1. « Idrissa est un transhumant confrérique ayant quitté la tidjaniya pour la Mouridiya. » Cela est un pur mensonge, comme démontré ci-dessus. Mara n’a jamais demandé ni reçu de personne le wird tidjane qu’il pratique pourtant assidument conformément à l’enseignement de Serigne Touba « Tout wird, conduit l’aspirant à l’enceinte sacrée d’Allah qu’il s’agisse de celui de Djeylani ou de Ahmada Tidjani ou de tout autre pôle spirituel… »

1. « Idrissa et l’argent des chantiers de Thiès et les 74 milliards. » Ils n’en parlent plus depuis que Mara, souhaitant que ces fausses accusations cessent a proposé la mise en place d’un jury d’honneur. Le procureur s’est auto-saisi mais il a été arrêté par le Président de la République lui-même qui a déclaré qu’il ne s’agissait que de propos de politiciens et que le dossier devait être classé.

1. « Idrissa n’est pas sincère dans sa mouridité. » Les porteurs de cette thèse en auront pour leur grade car Serigne Touba a bien reçu Idrissa à travers le cœur de tous les mourides sincères qui l’accueillent avec affection

Aux pays membres de l’OCI, en vertu du verset 6 de la Sourate 49, ci-dessus, je voudrais dire ma réprobation en dénonçant fermement l’attitude irresponsable de l’ISESCO, qui n’a jamais pris la peine d’entendre mon fils, sur ses véritables propos et qui a, ainsi, repris et diffusé de fausses informations sur la personne de mon fils et de son parti.

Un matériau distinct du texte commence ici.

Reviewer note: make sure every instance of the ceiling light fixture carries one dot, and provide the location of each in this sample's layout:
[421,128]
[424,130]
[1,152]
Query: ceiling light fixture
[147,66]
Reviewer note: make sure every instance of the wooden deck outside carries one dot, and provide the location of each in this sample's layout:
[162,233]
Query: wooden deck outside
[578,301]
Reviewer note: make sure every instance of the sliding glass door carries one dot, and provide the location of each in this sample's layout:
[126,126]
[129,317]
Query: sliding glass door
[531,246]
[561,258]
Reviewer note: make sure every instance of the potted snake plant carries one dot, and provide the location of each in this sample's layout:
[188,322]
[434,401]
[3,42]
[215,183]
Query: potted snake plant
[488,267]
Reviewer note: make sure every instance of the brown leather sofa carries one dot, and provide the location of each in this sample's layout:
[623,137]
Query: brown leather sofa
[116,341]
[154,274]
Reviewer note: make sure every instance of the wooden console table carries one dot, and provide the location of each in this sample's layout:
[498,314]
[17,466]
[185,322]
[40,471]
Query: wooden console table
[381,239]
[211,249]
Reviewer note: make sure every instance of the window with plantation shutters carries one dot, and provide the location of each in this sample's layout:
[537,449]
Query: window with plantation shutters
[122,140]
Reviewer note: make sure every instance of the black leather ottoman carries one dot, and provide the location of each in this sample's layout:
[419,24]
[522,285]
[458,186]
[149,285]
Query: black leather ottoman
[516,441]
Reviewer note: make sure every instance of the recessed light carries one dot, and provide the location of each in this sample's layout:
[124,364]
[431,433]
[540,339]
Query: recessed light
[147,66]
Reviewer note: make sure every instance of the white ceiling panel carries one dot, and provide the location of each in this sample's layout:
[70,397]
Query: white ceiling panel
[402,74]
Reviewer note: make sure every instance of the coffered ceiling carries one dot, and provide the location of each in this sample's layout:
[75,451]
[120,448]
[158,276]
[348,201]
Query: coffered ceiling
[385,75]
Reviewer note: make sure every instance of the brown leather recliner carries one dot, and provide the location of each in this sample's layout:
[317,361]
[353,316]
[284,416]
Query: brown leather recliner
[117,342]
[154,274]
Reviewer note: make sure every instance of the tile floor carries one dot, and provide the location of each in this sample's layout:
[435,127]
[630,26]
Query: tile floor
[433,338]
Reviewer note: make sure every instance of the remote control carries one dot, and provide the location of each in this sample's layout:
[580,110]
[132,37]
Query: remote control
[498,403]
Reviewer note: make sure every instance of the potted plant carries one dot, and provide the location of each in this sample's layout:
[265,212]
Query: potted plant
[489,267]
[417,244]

Cette attitude discrédite l’ISESCO et ses responsables aux yeux de la Oummah et de la communauté internationale à qui ils viennent encore de donner une mauvaise image de notre noble et sainte religion à un moment où nous avions plutôt besoin d’en donner la vraie image celle de la raison et du juste milieu.

Mais tout cela me donne l’opportunité, en ce mois béni du Ramadan, de réitérer mon appel solennel à l’OCI et aux autres organisations connexes ainsi qu’à l’ensemble du monde arabe à venir s’inspirer des enseignements de Cheikh Ahmadou Bamba pour sortir urgemment la Oummah de sa torpeur intellectuelle et spirituelle ainsi que de sa profonde crise politique, morale et sécuritaire.

A l’Islam tribal, où l’altérité est perçue comme une menace, le moment est venu de substituer le vrai Islam enseigné par Sérigne Touba et les autres pôles spirituels sénégalais et africains, ouvert, tolérant, où l’Autre n’est jamais perçu comme un concurrent pour la captation des ressources (abondantes dans la savane et la forêt) et où le dialogue avec le prochain prime sur le rejet, le dénigrement et la violence.

A mon fils Idrissa, continue d’appliquer, avec dignité et courage, les prescriptions de ton Seigneur consignées par Al-Qalam et ne crains rien ni personne tant que tu restes un serviteur fidèle d’ALLAH.

« C'est ton Seigneur qui connaît mieux ceux qui s'égarent de Son chemin, et Il connaît mieux ceux qui suivent la bonne voie », non point Monsieur NIASSE qui veut t’excommunier...te sortir de l’Islam.

« N'obéis pas à ceux qui crient au mensonge, ils aimeraient bien que tu transiges avec eux afin qu'ils transigent avec toi. Et n'obéis à aucun grand jureur, méprisable, grand diffamateur, grand colporteur de médisance, grand empêcheur du bien, transgresseur, grand pécheur, au cœur dur, et en plus de cela bâtard ».

A toutes les mères du Sénégal, je vous confie mon fils Mara. Qu’Allah le Préserve de la méchanceté des hommes ! Et chères sœurs en religion comme en humanité, je vous souhaite une joyeuse fête des mères. Que Dieu inspire mon fils pour qu’il s’occupe de toutes les mères sénégalaises comme il s’est occupé de moi. Mes sœurs, vos immenses efforts économiques mais également l’entretien de nos maisons, de nos cuisines, nos courses, et l’éducation de nos enfants ; tant de tâches effectuées dans Nos demeures et ignorées des statistiques officielles depuis de trop longues années doivent enfin être reconnues à leur juste valeur. Mara nourrit le projet de vous   rémunérer de ces efforts comme tous les autres travailleurs et non se contenter de distribuer à quelques une d’entre vous des bourses familiales.